Temporary measures bill tabled for second reading


Finance Minister Tengku Zafrul Tengku Abdul Aziz says, as a responsible government, it must maintain the well-being of the people and economy. – The Malaysian Insight file pic, August 18, 2020.

THE Temporary Measures for Government Financing (Covid-19) 2020 Bill was tabled in the Dewan Rakyat for the second reading today for the application of a supplementary allocation of RM45 billion. 

The bill was tabled by Finance Minister Tengku Zafrul Tengku Abdul Aziz to enable the government to increase the statutory limit for the sum allocated under the Loan (Local) Act 1959 and the Government Funding Act 1983 to 60% of gross domestic product (GDP). 

“This increase in the statutory limit is a temporary measure and it will return to 55% of GDP in 2023,” Tengku Zafrul said when tabling the bill.

The bill will also enable the government to allow funds obtained under the Loan (Local) Act 1959 to be placed in the Covid-19 Fund.

It will also enable the funds to be used and allocated for programmes under the government’s economic stimulus packages.
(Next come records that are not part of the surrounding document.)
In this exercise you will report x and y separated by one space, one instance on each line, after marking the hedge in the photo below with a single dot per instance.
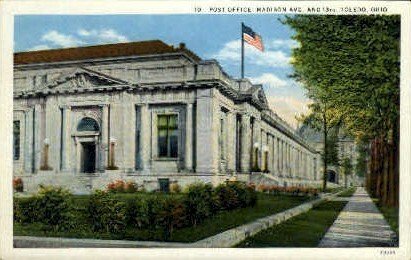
51 206
106 213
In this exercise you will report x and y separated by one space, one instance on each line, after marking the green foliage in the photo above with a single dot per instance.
106 213
171 215
175 188
25 210
199 202
347 166
361 165
147 210
232 195
351 64
54 207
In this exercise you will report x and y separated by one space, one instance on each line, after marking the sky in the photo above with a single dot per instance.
209 36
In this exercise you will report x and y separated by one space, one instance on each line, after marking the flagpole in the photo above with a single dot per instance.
242 51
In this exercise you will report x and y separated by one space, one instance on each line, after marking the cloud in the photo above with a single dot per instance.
40 47
56 39
231 52
282 43
270 80
60 39
102 36
288 107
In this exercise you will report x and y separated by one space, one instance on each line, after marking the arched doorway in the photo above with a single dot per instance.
88 130
332 176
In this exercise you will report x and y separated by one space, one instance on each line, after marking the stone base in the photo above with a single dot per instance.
85 183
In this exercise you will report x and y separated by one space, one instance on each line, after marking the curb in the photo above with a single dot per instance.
227 238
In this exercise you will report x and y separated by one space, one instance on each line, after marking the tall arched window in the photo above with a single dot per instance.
88 124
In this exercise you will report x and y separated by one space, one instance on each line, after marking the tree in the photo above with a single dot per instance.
347 168
322 119
351 64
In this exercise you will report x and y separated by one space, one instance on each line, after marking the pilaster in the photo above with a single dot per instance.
189 137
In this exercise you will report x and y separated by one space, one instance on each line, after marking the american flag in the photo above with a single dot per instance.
252 38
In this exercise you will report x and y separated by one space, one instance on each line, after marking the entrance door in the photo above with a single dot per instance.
89 157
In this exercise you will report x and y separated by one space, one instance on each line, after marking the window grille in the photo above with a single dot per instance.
88 124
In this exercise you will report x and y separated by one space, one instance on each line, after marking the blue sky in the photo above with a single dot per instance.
209 36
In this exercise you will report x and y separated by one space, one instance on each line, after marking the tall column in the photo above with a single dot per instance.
245 143
65 139
292 161
272 145
28 141
231 140
207 125
145 137
37 137
104 137
189 138
277 155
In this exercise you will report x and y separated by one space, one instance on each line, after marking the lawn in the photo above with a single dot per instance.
390 214
305 230
266 205
348 193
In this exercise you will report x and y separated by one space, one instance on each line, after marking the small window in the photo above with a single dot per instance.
164 185
88 124
16 140
167 126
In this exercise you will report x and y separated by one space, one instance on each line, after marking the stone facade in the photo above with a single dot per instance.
84 122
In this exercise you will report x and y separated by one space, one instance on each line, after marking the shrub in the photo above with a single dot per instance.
25 210
146 211
130 187
234 195
18 184
171 215
116 186
53 207
175 188
199 202
106 213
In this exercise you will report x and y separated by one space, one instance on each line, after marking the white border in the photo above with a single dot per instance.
9 9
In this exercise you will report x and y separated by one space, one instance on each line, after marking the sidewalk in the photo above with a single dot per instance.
360 224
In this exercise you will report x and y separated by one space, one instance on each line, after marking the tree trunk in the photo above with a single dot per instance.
325 153
385 172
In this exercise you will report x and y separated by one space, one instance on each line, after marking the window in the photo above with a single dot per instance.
87 124
16 140
167 136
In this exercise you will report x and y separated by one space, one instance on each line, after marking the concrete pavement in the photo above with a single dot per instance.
360 224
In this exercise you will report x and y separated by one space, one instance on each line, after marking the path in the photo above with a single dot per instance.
360 224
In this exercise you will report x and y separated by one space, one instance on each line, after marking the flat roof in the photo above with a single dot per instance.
100 51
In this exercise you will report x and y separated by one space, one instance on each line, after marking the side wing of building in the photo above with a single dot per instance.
152 118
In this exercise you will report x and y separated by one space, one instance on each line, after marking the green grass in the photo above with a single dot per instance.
266 205
348 192
391 215
305 230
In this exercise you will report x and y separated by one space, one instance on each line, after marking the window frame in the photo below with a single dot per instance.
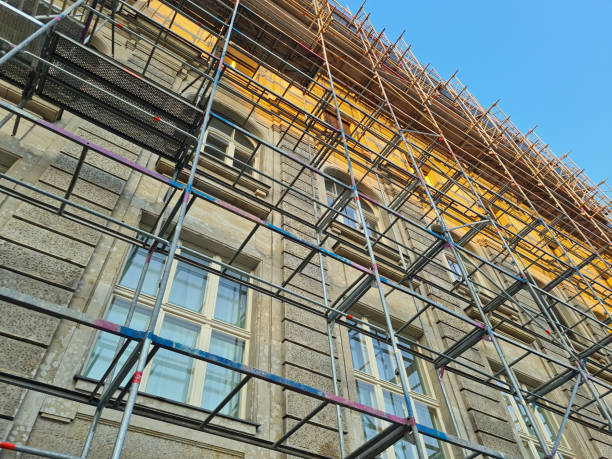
380 385
232 146
204 319
368 211
529 440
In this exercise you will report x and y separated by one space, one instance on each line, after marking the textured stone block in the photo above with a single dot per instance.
500 444
308 377
298 406
484 405
306 336
307 358
31 325
10 398
33 287
58 224
89 173
311 269
19 357
314 438
304 317
46 241
82 188
491 425
39 265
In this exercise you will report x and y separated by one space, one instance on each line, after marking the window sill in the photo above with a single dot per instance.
85 384
387 259
502 325
228 175
599 358
35 105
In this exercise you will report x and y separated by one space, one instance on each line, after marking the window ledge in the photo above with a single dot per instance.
35 105
228 175
502 325
85 384
388 259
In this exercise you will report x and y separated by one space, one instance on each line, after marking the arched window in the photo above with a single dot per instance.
349 215
229 145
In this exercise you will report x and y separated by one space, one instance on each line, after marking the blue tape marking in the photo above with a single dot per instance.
240 367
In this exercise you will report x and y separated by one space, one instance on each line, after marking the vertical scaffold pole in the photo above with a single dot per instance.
135 384
542 303
447 235
330 325
399 360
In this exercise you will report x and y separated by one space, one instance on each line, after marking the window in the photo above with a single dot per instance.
6 161
546 423
378 386
455 269
229 145
349 215
200 310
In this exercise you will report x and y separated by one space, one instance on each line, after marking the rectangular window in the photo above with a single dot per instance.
455 269
199 310
378 386
545 421
229 145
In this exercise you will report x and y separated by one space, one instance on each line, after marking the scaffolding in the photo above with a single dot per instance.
489 175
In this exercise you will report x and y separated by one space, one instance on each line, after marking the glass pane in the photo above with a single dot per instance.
220 126
525 417
426 416
133 268
413 371
106 343
548 425
455 269
359 352
216 147
240 158
517 425
386 365
189 285
243 141
231 304
371 425
384 361
170 371
220 381
350 214
394 404
330 187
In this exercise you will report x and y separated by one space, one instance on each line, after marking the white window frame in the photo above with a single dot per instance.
232 146
204 320
381 384
368 211
530 442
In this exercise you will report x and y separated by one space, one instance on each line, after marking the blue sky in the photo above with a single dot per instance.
550 63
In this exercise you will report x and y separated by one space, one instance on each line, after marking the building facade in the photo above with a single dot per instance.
258 230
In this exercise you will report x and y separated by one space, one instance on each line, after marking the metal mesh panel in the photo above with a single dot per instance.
115 106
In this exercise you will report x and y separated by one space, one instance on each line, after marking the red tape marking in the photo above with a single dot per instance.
6 445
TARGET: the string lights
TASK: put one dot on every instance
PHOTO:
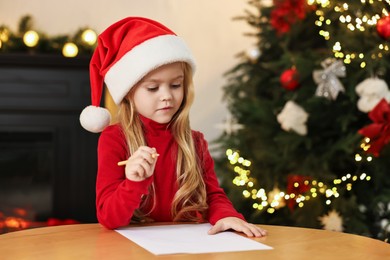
(273, 200)
(353, 21)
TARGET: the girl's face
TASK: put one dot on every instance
(159, 94)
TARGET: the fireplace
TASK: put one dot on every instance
(47, 161)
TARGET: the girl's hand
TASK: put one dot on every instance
(239, 225)
(141, 164)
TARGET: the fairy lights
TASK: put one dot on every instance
(353, 21)
(276, 199)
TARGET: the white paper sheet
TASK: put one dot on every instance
(188, 238)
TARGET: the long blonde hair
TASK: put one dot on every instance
(191, 195)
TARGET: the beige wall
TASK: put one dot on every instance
(206, 25)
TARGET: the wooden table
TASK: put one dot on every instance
(92, 241)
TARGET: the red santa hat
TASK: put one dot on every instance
(127, 51)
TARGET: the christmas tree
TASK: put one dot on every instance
(308, 143)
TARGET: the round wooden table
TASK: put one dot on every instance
(92, 241)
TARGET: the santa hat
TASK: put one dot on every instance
(127, 51)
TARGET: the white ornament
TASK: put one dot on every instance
(371, 91)
(276, 198)
(329, 85)
(230, 125)
(332, 221)
(293, 117)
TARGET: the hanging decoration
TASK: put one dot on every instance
(289, 79)
(379, 131)
(28, 40)
(370, 92)
(293, 118)
(286, 13)
(329, 85)
(300, 188)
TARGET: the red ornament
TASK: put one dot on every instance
(290, 79)
(383, 27)
(379, 130)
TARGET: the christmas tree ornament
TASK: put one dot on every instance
(230, 125)
(371, 91)
(293, 118)
(31, 38)
(329, 85)
(286, 13)
(297, 185)
(383, 27)
(276, 199)
(379, 130)
(290, 79)
(253, 54)
(332, 221)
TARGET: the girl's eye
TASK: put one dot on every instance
(152, 89)
(176, 85)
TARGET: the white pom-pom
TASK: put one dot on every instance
(94, 119)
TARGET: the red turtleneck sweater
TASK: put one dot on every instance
(117, 197)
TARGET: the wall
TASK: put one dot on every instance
(206, 25)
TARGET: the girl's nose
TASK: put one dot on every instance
(166, 94)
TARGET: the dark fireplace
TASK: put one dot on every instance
(47, 161)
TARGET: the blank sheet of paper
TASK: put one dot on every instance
(188, 238)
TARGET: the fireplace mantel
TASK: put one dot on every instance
(42, 96)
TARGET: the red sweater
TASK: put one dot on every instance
(117, 197)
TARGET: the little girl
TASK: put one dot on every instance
(151, 165)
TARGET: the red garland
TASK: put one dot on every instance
(286, 13)
(379, 130)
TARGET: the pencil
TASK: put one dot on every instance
(124, 162)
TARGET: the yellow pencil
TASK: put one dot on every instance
(124, 162)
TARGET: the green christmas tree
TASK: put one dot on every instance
(311, 114)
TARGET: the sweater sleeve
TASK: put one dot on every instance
(219, 204)
(116, 197)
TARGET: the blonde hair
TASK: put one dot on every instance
(190, 198)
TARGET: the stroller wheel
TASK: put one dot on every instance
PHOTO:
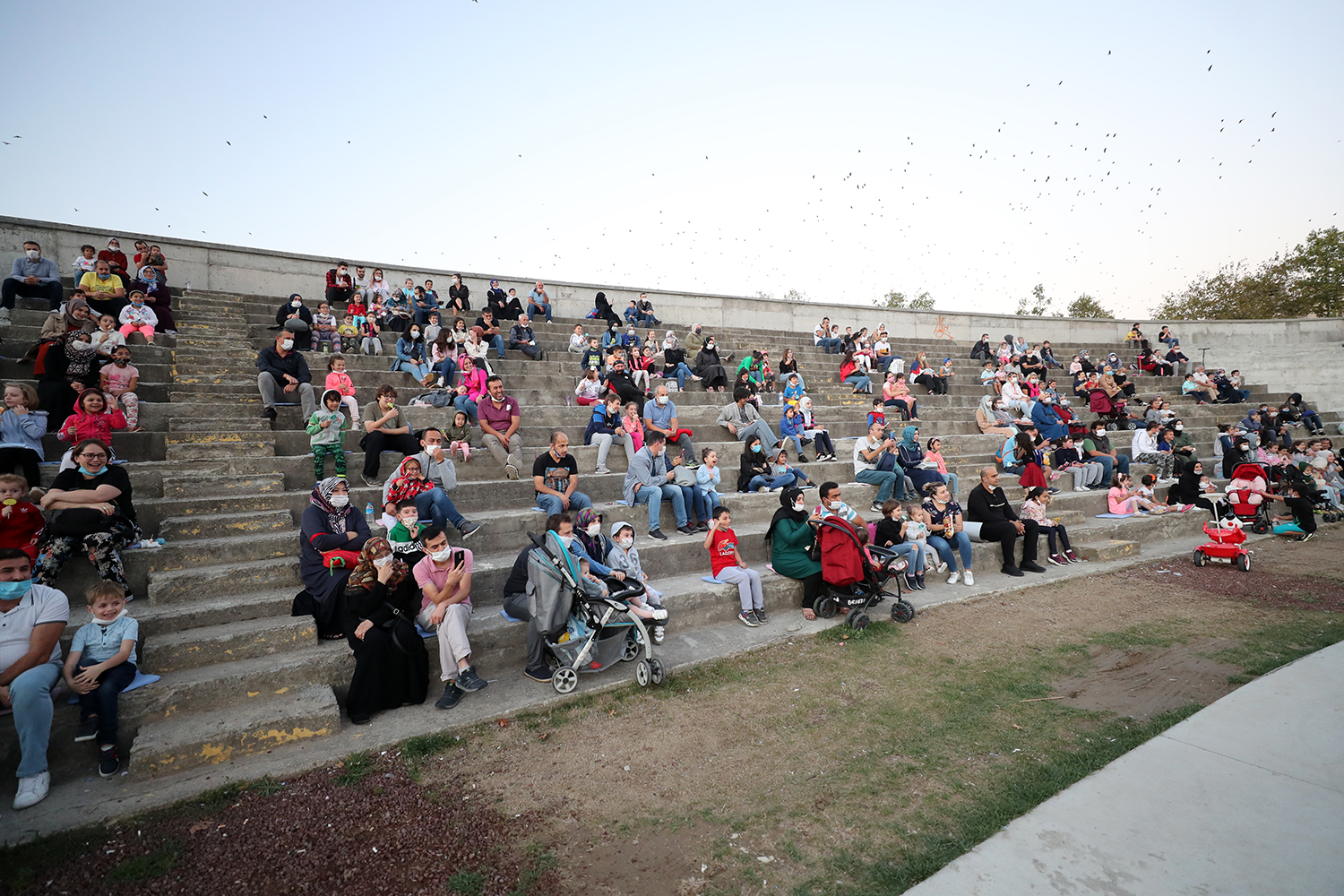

Tengku Zafrul said his ministry will prepare the statement on receipts and expenditure accounted for in the Covid-19 Fund after the end of each financial year, and the statement will be published in the annual federal government financial statement. 

He said an effective fiscal policy is important to ensure the economy stays resilient and is able to provide countercyclical measures to address external shocks.

“As a responsible government, we have no choice. Maintaining the well-being of the people and economy is unavoidable. Thus, the government has quickly intervened to assist the people and prevent the economy from plunging into a more severe level,” he said.

Thus, the government has implemented the economic stimulus packages and economic recovery plans worth RM295 billion, or 20% of GDP, with a direct fiscal injection of RM45 billion, he added. – Bernama, August 18, 2020.